God’s Pet Peeves
by Walker Moore
Founder & President of AweStar Ministries
For decades Walker Moore has trained and led thousands of teens on international missions trips, thus changing their lives as disciples and changing the eternities for others who became disciples as a result. Walker is gifted by God in preaching and leadership. Having spoken at state Baptist conventions, local associations, major churches and missions conferences across the SBC, he remains an influential voice for missions among pastors, church staff and members, and teens.
To book Walker as a speaker in your church or conference, click HERE.
Some things really bother me. I’m not sure how we select our pet peeves, but somehow, we all end up with a list.
My biggest pet peeve is people who can’t make up their mind at a fast food restaurant. When it’s their turn to order, they say, “Ummm, let me see what you got.” If I weren’t a believer (and even then, it’s a challenge) I would wrestle them to the ground, yelling, “They’ve got hamburgers and chicken. Which one do you want?”
Another pet peeve is people who use the fill-in-the-blank method of singing. We all know someone who sings only every third word. Remember the old hymn, “Send the Light”? I would sing, “Send the light,” and off to my right I could hear a deep voice singing “light.” I sang, “The blessed Gospel,” and again, the voice sang only “light.” Sometimes, these singers fill in only part of a word. That hymn’s chorus ends, “Let it shine forevermore,” but all I heard was “more.”
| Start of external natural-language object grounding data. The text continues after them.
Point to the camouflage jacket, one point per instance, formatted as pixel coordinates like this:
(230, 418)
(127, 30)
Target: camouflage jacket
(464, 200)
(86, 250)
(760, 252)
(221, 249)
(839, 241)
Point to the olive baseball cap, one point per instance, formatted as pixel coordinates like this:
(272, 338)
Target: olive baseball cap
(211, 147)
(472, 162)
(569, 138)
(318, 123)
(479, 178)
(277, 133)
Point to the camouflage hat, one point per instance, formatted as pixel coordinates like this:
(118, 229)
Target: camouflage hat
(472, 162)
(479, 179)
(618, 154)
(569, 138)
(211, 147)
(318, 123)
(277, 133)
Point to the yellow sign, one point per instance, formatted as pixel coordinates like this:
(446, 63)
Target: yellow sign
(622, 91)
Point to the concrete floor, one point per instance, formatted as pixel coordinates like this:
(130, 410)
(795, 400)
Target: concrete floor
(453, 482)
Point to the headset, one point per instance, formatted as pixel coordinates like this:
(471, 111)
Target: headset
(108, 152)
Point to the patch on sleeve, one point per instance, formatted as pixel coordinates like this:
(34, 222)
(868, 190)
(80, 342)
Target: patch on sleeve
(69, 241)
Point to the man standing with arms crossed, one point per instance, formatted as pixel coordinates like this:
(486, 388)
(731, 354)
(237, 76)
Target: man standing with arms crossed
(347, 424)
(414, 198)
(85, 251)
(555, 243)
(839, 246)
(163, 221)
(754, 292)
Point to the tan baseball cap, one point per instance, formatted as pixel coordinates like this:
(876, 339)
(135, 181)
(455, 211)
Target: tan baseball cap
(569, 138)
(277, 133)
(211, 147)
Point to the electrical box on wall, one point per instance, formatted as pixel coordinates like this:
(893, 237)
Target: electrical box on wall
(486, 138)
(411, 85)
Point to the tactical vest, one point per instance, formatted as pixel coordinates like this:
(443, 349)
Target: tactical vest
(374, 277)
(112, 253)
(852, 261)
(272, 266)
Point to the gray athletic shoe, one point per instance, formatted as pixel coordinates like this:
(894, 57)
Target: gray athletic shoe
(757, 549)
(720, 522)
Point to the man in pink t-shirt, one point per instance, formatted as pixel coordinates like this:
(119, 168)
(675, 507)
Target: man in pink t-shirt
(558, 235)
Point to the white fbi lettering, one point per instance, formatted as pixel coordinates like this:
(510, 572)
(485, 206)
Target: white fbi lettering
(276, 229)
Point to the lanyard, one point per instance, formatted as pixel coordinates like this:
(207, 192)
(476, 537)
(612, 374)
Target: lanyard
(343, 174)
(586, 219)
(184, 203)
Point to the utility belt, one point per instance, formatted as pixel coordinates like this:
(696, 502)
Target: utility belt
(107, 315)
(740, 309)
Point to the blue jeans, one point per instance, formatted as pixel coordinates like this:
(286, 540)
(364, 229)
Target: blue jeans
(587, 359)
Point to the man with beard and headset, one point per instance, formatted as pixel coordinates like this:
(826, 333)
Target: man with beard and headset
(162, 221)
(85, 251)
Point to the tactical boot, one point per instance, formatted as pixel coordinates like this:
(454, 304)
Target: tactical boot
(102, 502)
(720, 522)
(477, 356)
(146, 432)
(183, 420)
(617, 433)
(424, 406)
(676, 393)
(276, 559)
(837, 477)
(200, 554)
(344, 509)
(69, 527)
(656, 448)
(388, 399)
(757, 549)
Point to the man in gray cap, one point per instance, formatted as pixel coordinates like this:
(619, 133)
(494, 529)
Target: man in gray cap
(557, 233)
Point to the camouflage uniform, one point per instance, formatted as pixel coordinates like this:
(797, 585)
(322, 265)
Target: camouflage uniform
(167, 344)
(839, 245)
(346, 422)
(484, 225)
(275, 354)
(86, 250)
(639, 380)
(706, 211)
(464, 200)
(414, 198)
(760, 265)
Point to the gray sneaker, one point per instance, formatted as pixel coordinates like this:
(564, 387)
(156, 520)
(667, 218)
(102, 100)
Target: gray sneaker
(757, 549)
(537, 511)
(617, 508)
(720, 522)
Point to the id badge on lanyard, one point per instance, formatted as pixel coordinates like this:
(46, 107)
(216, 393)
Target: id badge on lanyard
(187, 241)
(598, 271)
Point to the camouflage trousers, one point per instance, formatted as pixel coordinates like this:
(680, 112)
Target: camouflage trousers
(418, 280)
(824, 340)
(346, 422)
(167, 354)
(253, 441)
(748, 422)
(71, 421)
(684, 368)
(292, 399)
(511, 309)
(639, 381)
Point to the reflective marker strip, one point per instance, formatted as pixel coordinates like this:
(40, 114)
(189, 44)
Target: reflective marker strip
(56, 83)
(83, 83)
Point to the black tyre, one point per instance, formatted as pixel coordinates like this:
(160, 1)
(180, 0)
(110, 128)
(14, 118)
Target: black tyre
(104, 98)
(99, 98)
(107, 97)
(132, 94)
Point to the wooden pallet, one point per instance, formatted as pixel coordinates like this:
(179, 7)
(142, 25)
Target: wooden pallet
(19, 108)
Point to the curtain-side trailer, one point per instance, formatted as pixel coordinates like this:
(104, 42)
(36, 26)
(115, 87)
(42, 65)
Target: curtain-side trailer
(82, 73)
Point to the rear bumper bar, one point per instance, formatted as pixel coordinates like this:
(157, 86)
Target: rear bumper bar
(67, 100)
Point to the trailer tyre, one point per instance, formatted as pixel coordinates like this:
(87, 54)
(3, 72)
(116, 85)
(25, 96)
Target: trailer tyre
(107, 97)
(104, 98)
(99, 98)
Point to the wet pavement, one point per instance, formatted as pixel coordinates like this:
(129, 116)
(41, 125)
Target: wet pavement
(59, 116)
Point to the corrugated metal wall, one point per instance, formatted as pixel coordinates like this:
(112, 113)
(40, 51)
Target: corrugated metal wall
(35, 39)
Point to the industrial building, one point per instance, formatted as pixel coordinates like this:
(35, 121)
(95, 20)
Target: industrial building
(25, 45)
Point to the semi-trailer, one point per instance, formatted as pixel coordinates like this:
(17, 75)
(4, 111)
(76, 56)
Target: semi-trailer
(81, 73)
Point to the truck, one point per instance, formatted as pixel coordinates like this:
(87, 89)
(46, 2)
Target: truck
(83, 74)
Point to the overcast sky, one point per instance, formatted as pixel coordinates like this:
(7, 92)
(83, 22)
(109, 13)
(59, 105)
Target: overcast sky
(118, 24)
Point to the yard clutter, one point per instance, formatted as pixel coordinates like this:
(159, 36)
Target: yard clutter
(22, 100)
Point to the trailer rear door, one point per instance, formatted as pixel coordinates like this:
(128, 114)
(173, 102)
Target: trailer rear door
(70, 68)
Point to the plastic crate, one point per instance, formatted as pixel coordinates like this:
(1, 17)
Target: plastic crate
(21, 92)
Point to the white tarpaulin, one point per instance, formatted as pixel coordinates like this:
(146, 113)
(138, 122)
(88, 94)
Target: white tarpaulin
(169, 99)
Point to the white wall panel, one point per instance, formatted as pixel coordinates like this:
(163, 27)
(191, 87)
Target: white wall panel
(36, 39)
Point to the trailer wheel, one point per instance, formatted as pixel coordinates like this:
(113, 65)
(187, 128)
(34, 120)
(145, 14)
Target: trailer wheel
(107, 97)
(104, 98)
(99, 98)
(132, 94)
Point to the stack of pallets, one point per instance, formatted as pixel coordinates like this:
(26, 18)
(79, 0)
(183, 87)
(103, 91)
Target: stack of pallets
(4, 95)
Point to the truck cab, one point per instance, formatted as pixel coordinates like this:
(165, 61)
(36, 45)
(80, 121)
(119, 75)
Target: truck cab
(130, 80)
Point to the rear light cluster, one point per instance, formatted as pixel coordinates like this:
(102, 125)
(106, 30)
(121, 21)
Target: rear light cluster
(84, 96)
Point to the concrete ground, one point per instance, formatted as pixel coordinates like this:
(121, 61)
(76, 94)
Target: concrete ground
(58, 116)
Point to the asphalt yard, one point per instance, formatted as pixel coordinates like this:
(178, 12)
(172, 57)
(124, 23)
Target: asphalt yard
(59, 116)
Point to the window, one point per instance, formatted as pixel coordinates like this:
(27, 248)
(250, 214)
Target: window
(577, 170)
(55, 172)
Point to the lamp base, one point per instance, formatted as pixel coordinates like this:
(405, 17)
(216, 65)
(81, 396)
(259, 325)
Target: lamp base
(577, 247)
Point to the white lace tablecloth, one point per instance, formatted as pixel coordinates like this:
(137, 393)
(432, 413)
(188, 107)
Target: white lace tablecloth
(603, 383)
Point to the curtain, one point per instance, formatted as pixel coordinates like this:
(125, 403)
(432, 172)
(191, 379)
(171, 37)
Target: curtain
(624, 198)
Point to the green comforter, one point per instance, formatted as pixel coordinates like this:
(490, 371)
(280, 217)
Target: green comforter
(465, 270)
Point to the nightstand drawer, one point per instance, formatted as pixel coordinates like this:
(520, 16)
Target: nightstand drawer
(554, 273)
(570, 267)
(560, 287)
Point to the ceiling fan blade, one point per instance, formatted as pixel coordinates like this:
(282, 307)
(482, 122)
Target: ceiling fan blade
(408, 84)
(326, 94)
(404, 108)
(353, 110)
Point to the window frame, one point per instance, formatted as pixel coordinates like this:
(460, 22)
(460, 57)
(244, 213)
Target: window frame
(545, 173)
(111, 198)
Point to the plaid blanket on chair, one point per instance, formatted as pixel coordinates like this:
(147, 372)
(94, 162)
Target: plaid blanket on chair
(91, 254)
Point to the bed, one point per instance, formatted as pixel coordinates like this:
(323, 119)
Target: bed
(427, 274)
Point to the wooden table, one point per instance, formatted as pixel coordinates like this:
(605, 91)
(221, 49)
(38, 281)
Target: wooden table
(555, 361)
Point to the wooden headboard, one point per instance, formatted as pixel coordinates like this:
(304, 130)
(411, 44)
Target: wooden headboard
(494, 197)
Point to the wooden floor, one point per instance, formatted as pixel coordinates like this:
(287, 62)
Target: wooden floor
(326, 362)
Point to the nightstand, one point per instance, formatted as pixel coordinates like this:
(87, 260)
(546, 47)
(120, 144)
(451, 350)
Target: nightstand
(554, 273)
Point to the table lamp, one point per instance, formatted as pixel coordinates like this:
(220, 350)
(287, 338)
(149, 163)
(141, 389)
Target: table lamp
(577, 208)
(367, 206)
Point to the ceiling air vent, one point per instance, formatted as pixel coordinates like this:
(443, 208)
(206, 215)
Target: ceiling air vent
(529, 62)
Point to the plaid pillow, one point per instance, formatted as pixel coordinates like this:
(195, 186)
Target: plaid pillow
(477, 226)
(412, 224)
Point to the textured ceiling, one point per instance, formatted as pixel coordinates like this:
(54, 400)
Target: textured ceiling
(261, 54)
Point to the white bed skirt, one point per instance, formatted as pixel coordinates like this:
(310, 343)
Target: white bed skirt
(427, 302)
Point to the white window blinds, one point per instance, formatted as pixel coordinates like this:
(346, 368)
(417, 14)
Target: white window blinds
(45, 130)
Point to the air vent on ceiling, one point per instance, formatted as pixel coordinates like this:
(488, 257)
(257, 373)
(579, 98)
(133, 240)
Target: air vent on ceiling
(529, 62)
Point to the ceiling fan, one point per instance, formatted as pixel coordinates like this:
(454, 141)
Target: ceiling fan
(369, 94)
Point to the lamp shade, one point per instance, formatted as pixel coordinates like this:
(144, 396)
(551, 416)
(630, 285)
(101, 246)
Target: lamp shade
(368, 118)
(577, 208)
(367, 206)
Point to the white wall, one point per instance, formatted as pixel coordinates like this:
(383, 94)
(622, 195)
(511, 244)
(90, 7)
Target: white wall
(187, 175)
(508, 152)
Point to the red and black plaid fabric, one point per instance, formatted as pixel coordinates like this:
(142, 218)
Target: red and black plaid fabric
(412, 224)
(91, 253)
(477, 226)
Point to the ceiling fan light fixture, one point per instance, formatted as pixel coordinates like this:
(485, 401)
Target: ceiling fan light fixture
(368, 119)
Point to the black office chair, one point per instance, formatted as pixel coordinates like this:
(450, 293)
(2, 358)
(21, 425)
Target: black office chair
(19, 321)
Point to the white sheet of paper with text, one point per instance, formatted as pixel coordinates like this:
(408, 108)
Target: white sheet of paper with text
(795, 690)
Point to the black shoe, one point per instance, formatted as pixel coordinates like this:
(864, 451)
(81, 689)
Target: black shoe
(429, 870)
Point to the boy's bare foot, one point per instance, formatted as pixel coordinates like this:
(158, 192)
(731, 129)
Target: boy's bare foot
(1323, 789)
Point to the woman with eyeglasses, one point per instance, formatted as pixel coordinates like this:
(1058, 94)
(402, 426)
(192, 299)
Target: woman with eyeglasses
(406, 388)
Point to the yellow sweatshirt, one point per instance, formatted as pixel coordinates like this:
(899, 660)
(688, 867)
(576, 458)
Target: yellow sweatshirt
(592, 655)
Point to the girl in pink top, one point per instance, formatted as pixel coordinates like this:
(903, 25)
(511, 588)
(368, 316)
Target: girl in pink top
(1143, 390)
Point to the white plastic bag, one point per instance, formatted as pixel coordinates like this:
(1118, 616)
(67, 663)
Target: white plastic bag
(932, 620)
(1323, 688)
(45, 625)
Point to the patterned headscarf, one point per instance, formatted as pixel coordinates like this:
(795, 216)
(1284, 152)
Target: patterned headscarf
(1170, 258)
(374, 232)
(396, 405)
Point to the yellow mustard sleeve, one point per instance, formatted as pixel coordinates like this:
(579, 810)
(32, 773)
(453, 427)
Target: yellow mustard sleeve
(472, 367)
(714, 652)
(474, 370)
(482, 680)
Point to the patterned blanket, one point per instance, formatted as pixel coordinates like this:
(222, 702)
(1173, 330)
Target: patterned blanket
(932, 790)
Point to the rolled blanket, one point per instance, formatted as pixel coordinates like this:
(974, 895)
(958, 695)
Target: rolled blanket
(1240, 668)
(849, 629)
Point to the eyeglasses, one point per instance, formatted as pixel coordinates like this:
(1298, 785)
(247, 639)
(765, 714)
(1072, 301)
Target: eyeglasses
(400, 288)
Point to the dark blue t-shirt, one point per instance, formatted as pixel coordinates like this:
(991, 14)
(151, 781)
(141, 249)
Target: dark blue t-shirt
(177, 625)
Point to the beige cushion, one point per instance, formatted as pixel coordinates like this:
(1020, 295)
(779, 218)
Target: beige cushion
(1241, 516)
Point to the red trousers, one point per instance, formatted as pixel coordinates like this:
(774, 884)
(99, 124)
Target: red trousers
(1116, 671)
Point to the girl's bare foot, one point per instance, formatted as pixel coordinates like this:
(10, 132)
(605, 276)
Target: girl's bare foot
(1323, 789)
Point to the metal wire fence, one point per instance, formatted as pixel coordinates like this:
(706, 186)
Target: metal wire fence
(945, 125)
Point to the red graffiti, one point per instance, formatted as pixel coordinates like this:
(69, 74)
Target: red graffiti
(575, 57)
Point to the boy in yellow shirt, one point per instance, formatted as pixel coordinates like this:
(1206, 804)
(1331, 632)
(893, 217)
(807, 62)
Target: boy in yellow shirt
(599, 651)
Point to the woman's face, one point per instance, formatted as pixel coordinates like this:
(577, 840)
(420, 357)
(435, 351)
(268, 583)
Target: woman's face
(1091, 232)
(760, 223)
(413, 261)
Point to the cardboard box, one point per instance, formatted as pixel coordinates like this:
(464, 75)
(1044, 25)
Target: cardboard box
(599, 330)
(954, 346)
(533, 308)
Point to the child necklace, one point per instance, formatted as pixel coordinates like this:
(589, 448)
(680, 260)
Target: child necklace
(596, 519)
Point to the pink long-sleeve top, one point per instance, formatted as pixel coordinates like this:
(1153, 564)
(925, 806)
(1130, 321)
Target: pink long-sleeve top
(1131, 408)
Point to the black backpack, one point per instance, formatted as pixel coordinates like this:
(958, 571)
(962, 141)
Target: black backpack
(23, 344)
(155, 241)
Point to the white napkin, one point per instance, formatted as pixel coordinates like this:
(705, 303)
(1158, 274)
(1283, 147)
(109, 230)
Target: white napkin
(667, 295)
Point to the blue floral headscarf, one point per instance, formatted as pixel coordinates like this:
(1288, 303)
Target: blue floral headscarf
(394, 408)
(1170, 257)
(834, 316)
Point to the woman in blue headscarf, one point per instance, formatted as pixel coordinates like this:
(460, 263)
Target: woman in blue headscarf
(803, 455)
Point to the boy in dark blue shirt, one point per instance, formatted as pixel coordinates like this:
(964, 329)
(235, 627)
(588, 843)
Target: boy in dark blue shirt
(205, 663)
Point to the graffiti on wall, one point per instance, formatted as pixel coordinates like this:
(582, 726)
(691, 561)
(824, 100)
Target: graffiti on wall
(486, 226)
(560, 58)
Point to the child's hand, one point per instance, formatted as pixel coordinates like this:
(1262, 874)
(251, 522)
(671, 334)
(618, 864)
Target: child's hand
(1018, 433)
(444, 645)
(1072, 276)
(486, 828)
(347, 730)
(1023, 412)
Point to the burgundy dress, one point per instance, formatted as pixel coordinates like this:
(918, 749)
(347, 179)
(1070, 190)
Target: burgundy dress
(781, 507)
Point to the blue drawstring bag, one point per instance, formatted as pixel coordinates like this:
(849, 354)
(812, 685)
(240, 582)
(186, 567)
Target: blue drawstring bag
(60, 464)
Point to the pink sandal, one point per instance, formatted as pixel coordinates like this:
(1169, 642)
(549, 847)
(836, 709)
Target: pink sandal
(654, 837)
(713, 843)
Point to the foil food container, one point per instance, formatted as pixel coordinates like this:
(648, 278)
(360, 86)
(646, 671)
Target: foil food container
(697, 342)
I have many other pet peeves: Telemarketers who call during mealtime. Drivers who pull out in front of you and then only travel 10 miles an hour. People who use the last sheet of toilet paper and don’t replace the roll. People who are late. People who let their dogs jump on you and laugh, saying, “Fi-Fi likes you.” People who crack their knuckles while talking to you. Finding a piece of bone in my hamburger (that’s not really a pet peeve, but it grosses me out).
I wonder what God’s list of pet peeves might be. Since I can only guess, here’s what I think His Top Ten might look like:
- People who go around saying, “God told me.” I’m not sure these name-droppers even know what I sound like. I get blamed for lots of things I had nothing to do with.
- Only hearing from people when they’re up to their armpits in trouble. Yes, I’m glad they call on me. But don’t they realize I want to walk with them through the good times, too?
- People who make my Word boring. No wonder so many don’t want to listen. Some of those sermons even put me to sleep. You have to work really hard to dull down my Word, which is alive and sharper than a two-edged sword. It has drama, comedy and I even threw in some romance for the ladies.
- Parents who don’t understand that I want to use their children to build the Kingdom. Yes, some of your children are dorky. Some of mine are, too. But I’ve designed them to enlarge the Kingdom and bring glory to me. Teach and release them to go into all the world. That will make them happy—and me, too.
- Famous people who thank me when they get an award. I scratch my head when I see someone get up and thank me for making movies that break all ten of my commandments. Would someone tell them I don’t work on the brownie point system but on a loving, ongoing relationship? Remind them also that if they love me, they’ll keep my commandments.
- I’m with Walker on those who use the fill-in-the-blank singing method. If you don’t see the words on the screen, maybe you could try the old-fashioned way and look them up in the hymnal.
- Unopened Bibles that people carry around for years. You might as well carry around the Yellow Pages. At least that book has coupons in the back. Mine doesn’t do you any good unless you hide it in your heart. And if you’d opened it, you might have read that verse.
- People who use my name and follow up with a reference to a structure that holds back water. My name is holy and deserves reverence. But I’ll have the last word, and for some, damnation will follow.
- People I’ve blessed with money who spend it on themselves. I guess they don’t realize I could have as easily placed them in a third-world country. I bless you so you can help those who are need.
- Those of my children who don’t understand the word go. I made it short and even put it in my name. Go is two-thirds of God. Yeah, I thought it was clever, too. I even sent my Son to establish a sending agency called the church, but it has become more of a gathering place than a going place. Only a few will wander away to share the good news about me.
Please don’t hold me to this list of God’s Top Ten Pet Peeves. But what bothers God should bother us. If it doesn’t, we may need to make sure we really belong to Him.